Under Obamacare, you may have a right to get health care, but with increasing numbers of physicians not taking new Medicaid patients, good luck finding a doctor if you happen to be a low-income patient.
A recent survey of the medical profession found that fewer than half, 45.7 percent of physicians surveyed, are willing to accept new Medicaid patients, notes Joshua de Gastyne, a member of the Young Leaders Program at the Heritage Foundation.
The survey, by the physician search and consulting firm Merritt Hawkins, found the overall rate of acceptance of Medicaid as a form of payment in five medical specialties across 15 metro markets is 45.7 percent. Boston was the highest, at 73 percent, and Dallas the lowest, at 23 percent.
Medicaid patients and patients with private insurance often seek “convenient care” in hospital emergency departments when they cannot access office-based physicians in a timely manner, the study found.
The problem of physician access could become more pronounced as millions of previously uninsured patients obtain coverage through the Affordable Care Act, said Mark Smith, president of Merritt Hawkins.
In April, the Congressional Budget Office estimated 7 million people will be added to the Medicaid program this year.
“By further expanding this broken program (Medicaid), Obamacare will only exacerbate the situation, continuing to harm many low-income Americans who have no option other than Medicaid,” he said.
More standing in line
Phillip Miller, vice president for communications for Merritt Hawkins, in Irving, Texas, confirmed to WND that low-income people on Medicaid will do “a lot more standing in line to get medical care.”
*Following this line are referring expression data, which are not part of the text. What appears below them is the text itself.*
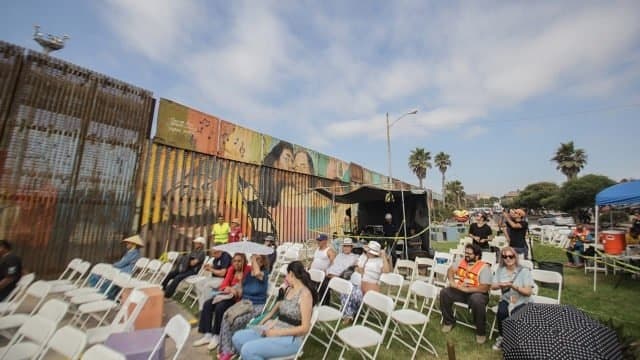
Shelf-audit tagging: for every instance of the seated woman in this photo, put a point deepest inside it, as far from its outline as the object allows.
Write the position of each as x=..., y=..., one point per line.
x=373, y=263
x=214, y=308
x=254, y=289
x=125, y=264
x=516, y=284
x=282, y=337
x=578, y=237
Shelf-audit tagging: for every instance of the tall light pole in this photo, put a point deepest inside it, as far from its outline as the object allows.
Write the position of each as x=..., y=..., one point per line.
x=389, y=125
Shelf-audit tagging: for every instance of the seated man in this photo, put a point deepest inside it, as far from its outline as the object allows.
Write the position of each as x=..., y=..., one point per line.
x=469, y=283
x=188, y=265
x=576, y=249
x=270, y=241
x=10, y=269
x=218, y=270
x=341, y=263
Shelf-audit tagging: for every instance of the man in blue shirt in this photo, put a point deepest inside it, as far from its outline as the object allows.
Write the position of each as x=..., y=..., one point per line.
x=218, y=269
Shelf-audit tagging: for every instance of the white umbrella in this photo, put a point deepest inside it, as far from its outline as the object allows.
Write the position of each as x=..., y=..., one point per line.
x=245, y=247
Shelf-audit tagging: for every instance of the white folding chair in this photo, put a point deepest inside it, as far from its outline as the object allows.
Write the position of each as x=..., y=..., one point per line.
x=332, y=312
x=314, y=318
x=406, y=268
x=53, y=309
x=162, y=273
x=139, y=268
x=69, y=273
x=81, y=270
x=411, y=324
x=123, y=321
x=30, y=339
x=18, y=291
x=153, y=266
x=316, y=275
x=549, y=277
x=191, y=281
x=101, y=352
x=178, y=330
x=67, y=341
x=97, y=271
x=360, y=337
x=393, y=281
x=39, y=290
x=421, y=262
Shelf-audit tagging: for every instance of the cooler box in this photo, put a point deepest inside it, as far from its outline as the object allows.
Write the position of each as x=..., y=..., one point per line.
x=151, y=315
x=613, y=241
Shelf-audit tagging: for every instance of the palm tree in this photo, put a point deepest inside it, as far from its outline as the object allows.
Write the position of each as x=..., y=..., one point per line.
x=442, y=161
x=419, y=162
x=456, y=190
x=569, y=160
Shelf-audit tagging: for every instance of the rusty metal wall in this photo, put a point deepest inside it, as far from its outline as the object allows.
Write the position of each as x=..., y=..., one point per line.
x=185, y=190
x=70, y=151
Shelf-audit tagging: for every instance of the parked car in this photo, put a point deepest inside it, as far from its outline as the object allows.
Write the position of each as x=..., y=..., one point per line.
x=558, y=219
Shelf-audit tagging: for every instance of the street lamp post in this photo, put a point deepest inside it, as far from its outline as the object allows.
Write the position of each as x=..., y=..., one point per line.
x=389, y=125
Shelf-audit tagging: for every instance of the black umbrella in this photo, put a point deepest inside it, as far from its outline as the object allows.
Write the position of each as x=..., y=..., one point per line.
x=547, y=331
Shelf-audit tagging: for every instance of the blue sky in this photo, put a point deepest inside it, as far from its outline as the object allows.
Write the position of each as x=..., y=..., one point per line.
x=498, y=85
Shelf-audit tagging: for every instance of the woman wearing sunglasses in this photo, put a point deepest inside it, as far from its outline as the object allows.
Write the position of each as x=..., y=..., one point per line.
x=516, y=285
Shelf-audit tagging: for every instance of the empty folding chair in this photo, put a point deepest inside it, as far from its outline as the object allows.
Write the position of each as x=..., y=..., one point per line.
x=316, y=275
x=165, y=269
x=178, y=330
x=123, y=321
x=38, y=290
x=393, y=283
x=30, y=339
x=53, y=309
x=427, y=264
x=548, y=277
x=18, y=291
x=81, y=270
x=67, y=341
x=411, y=324
x=93, y=282
x=68, y=274
x=330, y=316
x=101, y=352
x=360, y=337
x=139, y=268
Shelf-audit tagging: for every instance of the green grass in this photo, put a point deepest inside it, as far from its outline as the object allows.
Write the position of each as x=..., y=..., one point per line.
x=607, y=303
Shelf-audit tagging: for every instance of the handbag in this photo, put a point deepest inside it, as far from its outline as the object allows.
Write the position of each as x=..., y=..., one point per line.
x=238, y=309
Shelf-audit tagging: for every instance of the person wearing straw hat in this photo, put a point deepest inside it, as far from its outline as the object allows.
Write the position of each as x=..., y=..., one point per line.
x=340, y=266
x=128, y=260
x=220, y=231
x=235, y=233
x=370, y=266
x=188, y=265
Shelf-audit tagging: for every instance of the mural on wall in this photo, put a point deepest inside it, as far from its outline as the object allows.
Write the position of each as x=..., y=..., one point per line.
x=240, y=144
x=186, y=128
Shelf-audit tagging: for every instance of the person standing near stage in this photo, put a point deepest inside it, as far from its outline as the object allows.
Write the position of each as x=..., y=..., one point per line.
x=220, y=231
x=516, y=230
x=481, y=232
x=235, y=233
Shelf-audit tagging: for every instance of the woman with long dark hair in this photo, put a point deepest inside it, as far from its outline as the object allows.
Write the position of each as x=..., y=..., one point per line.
x=282, y=337
x=214, y=308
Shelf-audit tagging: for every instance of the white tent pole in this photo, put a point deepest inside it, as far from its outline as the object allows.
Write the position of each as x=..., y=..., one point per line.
x=404, y=218
x=595, y=254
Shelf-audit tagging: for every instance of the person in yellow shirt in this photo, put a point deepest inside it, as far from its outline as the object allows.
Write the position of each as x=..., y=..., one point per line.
x=221, y=231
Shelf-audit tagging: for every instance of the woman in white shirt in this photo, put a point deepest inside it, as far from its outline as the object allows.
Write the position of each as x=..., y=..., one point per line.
x=373, y=263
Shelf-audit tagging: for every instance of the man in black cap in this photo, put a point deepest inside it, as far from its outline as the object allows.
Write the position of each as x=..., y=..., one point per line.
x=10, y=269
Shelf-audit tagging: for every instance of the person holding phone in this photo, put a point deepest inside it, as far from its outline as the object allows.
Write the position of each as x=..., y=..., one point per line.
x=516, y=284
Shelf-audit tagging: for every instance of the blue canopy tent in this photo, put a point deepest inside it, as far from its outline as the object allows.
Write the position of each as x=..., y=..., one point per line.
x=622, y=195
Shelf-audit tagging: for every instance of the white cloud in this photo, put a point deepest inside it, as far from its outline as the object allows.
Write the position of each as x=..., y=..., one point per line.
x=331, y=72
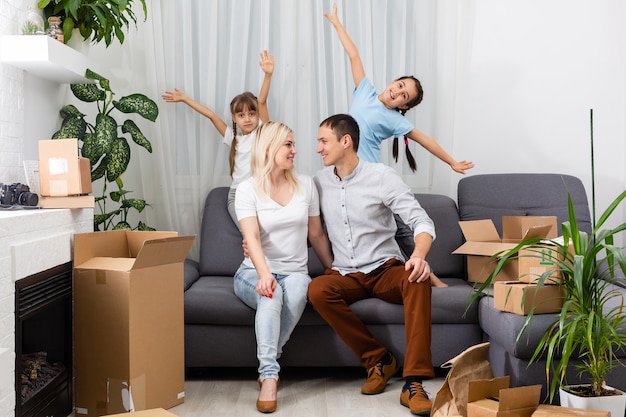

“Low-income people are going to end up being pushed more and more into hospital emergency rooms for more accessible care, and they will go to community health care services that treat indigent populations,” he said. “But mostly, it’s going to be standing in line a lot more to get medical care.”
Miller contends that the way medical care is delivered to indigent, or impoverished, people will have to change.
“We need to utilize more widely non-physician health care providers to include more physician assistants, nurse practitioners and other types of clinicians who can do some of the types of things that doctors do,” he said.
The long-term solution, he said, is training more doctors and improving the economy.
“We have a shortage (of doctors),” he said. “And really it ties into the broader issue of economic opportunity. We have to improve the economy and get more people jobs so that they have the money to afford health care.”
Miller acknowledged that health care is “rationed one way or another, and increasingly it is going to be rationed by accessibility to health care services, including the physical ability to see a doctor.”
“Many doctors can only sustain so many Medicaid patients, because those patients are less well-paying, and a physician, at least in a traditional private practice, has to make some money to keep the doors open,” he said.
“So, physicians in private practice can only see so many indigent and uninsured patients. It will definitely be a challenge.”
Robert Moffit, senior fellow for health policy studies at the Heritage Foundation, said the Merritt Hawkins study is the latest report in a series of studies that have shown fewer physicians are willing to accept Medicaid patients.
“Medicare may give you the right to health care, but it doesn’t mean you can find a doctor,” he said.
Moffit noted that along with the problem of increasingly crowded emergency rooms, the medical profession “has become disenchanted with the Medicaid program, because Medicaid has very low reimbursements, even compared to Medicare, and much more red tape.”
He explained that Medicaid is actually 50 different programs that are jointly financed by the federal government and the state government. Each state administrates its own version of Medicaid, complicating administration of the program on a nationwide basis.
Moffit pointed out that Medicaid reimbursements are much lower than private health insurance and routinely lower than Medicare.
Another problem is that while providing much higher reimbursement, private plans also require much less red tape.
“The people who don’t have access to a doctor because they can’t find a doctor who’s going to take Medicaid reimbursement, may end up in medical clinics, if they are lucky,” he said. ‘But the clinics may not take them, because every time a Medicaid patient walks into a clinic door, the clinic loses money.”
He concluded Medicaid is no longer a reliable insurance option for low-income people, “especially for people who are sick.”
“If you are ill, especially if you have a chronic disease, you need consistent access to a physician who can monitor your condition,” he noted.
Moffit said the Medicaid expansion that is being engineered through Obamacare is “counterproductive national policy, because it does undercut access to physicians for the indigent.”
“Expansion of Medicaid does not mean expansion of access to medical care,” he said.